Heroes of Our Past: Expedition Locates Long-Lost WWII Ship Sunk by the Imperial Japanese Navy

(Paul Allen via AP)

Recently, a major World War II relic was located.

Off the coast of the Philippines Wednesday, Texas underwater exploration company Caladan Oceanic — along with the UK’s EYOS Expeditions — came upon a near-79-year-old American ship broken in two.


There beneath nearly 23,000 feet of ocean lay the wreckage of the USS Samuel B. Roberts I (DE-413) — otherwise known as the “Sammy B.”

Per the Naval History and Heritage Command, the ship “was laid down on 6 December 1943, at Houston, Texas, by Brown Shipbuilding Co.” It was launched on the following January 20th.
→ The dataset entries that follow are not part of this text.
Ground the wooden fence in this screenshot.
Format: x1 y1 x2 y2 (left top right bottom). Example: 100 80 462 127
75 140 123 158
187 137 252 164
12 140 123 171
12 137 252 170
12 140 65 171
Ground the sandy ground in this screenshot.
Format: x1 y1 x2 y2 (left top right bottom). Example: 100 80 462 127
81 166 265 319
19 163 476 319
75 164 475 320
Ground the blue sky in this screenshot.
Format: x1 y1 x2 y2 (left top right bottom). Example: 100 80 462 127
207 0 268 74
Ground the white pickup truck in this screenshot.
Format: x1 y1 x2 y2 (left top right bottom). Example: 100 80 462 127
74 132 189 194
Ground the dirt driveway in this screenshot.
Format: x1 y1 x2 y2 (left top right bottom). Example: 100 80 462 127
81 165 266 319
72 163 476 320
The U.S. Navy destroyer escort fought the Imperial Japanese Navy in the Battle of Samar during the Battle of Leyte Gulf’s final phase. It was the war’s largest conflict by sea, in which Japan suffered its greatest loss of ships. U.S. troops had earlier invaded Leyte as part of the liberation of the Philippines.

From Phys.org:

According to some records, the [Sammy B] disabled a Japanese heavy cruiser with a torpedo and significantly damaged another while battling the group led by the command battleship Yamato. After having spent virtually all its ammunition, it was critically hit by the battleship Kongo and sank. Of a 224-man crew, 89 died and 120 were saved, including the captain, Lt. Cmdr. Robert W. Copeland.

According to Samuel J. Cox, a retired admiral and naval historian, Copeland stated there was “no higher honor” then to have led the men who displayed such incredible courage going into battle against overwhelming odds, from which survival could not be expected.

“This site is a hallowed war grave,” Cox said, “and serves to remind all Americans of the great cost born by previous generations for the freedom we take for granted today.”


The Sammy B is the deepest wreck ever discovered, sitting 1,400 feet below the USS Johnston. That vessel was also located in the Philippine Sea — just last year — by Caladan Oceanic founder Victor Vescovo.

Via a statement, Victor — himself a former Navy commander — expressed humility toward the Sammy B’s discovery:

“It was an extraordinary honor to locate this incredibly famous ship, and by doing so have the chance to retell her story of heroism and duty to those who may not know of the ship and her crew’s sacrifice. In difficult times, it’s important to reflect on those who sacrificed so much, so willingly, in even more difficult times to ensure our freedoms and way of life. I always remain in awe of the extraordinary bravery of those who fought in this battle agains truly overwhelming odds – and won””

Watch the incredible footage below:


Of course, as we peer into the abyss, we’re also looking into time. The men who sailed on and fought from the Sammy B wouldn’t recognize 2022’s America.

Nor would they, contemporarily, identify the Navy.

Much has changed since the ship left the surface in October 1944.

In just the past few years, as an extension of America, our military has wholly taken new form:

Report: Navy Says Sailors Can Use Whichever Locker Room Suits Their Gender Identity

Soldiers May Be Allowed to Transfer From States That Don’t Affirm Their Gender Identities

US Army Mandates Training to Help Soldiers Shake off Their Sex ‘Assigned at Birth’

Military Generals Call for Increased Diversity, Encourage More Women in Combat

US Army Revolutionizes Its Fitness Standards so Girls Can Pass

Nevada Air Force Base Hosts Drag Show, and It’s Part of a Softer, Gentler Military

It’s been said no one can truly prepare for war, but the men of the Sammy B were doubtlessly more ready than would be today’s young men.

For a very long time in America, there existed a notion: The military will make you tough.


I’m not certain that idea will stay afloat. Similar to the Sammy B, it’s destined to be buried by a sea of change.

But what a sight to behold the USS Samuel B. Roberts. And for friends and families of 89 brave sailors, may the discovery of their last battle site bring something resembling peace.

From NBC News, a call to old-school heroes:

Despite being outgunned, the Sammy B attacked [the Japanese fleet]…before sinking under fire in the Philippine Sea, earning it a description as “the destroyer escort that fought like a battleship.”